At Sunday’s clinic, women and children quickly received the results of their lead levels, noted Sweeney.

Those with a reading of 5 mg/dl are encouraged to visit their physicians, Sweeney advised, adding that the Ohio Department of Health can visit their homes to conduct environmental tests.

In the meantime, residents should continue drinking bottled water until test results come back, she said.

Gainor said she is using bottled and distilled water largely for drinking and washing Grayson’s bottles.

Also relieved that her reading was below 5 mg/dl was Jamie Stahulak of Sebring, who came with her 10-month-old daughter, Penelope Cunningham.

“I’m just happy that nothing came of it,” Stahulak said, adding that she also wanted to be tested in case her home’s water-filtration system was not working properly.

Stahulak, who breast-feeds her baby, said she regularly uses bottled water, including for her dogs.

“A few days ago, I was hospitalized for flulike symptoms, so I wanted to be sure there was no lead on top of it,” said Addie Scott of Beloit, who is expecting her first child Feb. 5. “I [also] got tested for my baby’s sake.”

Scott added that she has heeded warnings not to use tap water, especially because she wants to ensure her baby will be as safe as possible.

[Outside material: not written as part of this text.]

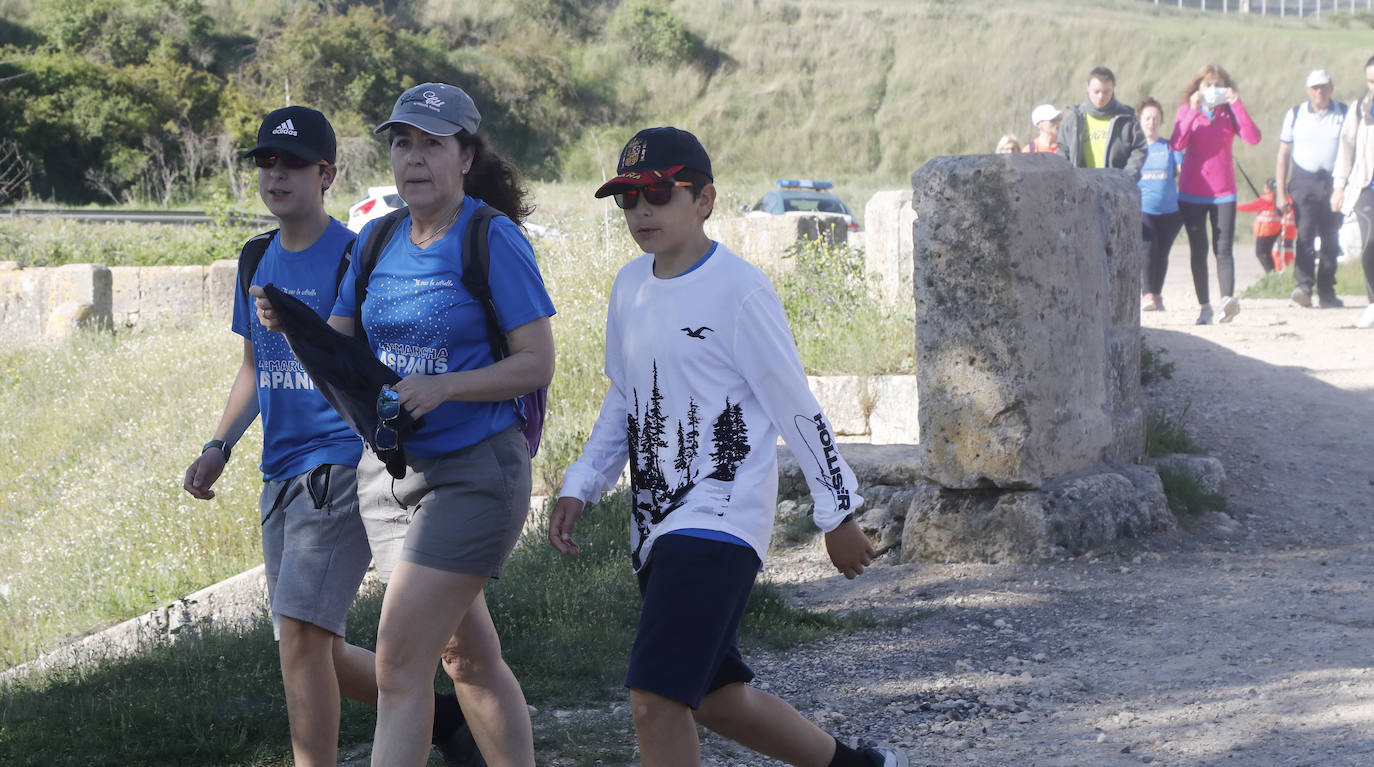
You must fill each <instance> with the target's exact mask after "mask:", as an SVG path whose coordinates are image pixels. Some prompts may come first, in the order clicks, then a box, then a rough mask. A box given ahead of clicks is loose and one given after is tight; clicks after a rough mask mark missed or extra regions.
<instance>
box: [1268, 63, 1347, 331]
mask: <svg viewBox="0 0 1374 767" xmlns="http://www.w3.org/2000/svg"><path fill="white" fill-rule="evenodd" d="M1344 120H1345V104H1342V103H1340V102H1333V100H1331V76H1330V74H1329V73H1327V71H1326V70H1325V69H1315V70H1312V71H1311V73H1309V74H1308V76H1307V102H1305V103H1301V104H1298V106H1296V107H1293V109H1290V110H1287V111H1286V113H1283V126H1282V129H1281V131H1279V157H1278V164H1276V166H1275V168H1274V181H1275V190H1276V191H1275V194H1274V205H1275V206H1276V208H1278V209H1279V213H1281V214H1282V213H1285V212H1287V206H1289V199H1290V198H1292V205H1293V214H1294V216H1296V217H1297V263H1296V264H1294V268H1293V272H1294V274H1293V276H1294V279H1296V280H1297V287H1294V289H1293V294H1292V298H1293V302H1294V304H1297V305H1300V307H1311V305H1312V286H1314V285H1315V286H1316V297H1318V302H1319V304H1318V305H1319V307H1322V308H1331V307H1341V305H1344V304H1341V300H1340V298H1337V297H1336V258H1337V256H1338V254H1340V232H1341V214H1340V213H1333V212H1331V206H1330V203H1329V201H1330V198H1331V169H1333V168H1334V166H1336V151H1337V148H1340V144H1341V122H1342V121H1344ZM1290 161H1292V173H1290V172H1289V164H1290ZM1316 238H1322V252H1320V264H1315V261H1316V258H1318V253H1316V245H1315V242H1314V241H1315V239H1316ZM1314 265H1316V274H1315V275H1314V274H1312V271H1314Z"/></svg>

Another concern about the finding is that a high number of children live in the area, she said.

In addition to a low lead reading, being tested at the clinic provided added peace of mind for Tricia Cunningham, who is Penelope’s aunt.

“I live in an old house with old pipes,” said Cunningham, who also is pregnant and has an April 21 due date.

Like Scott, Cunningham’s primary reason for getting the screening was her child, she said.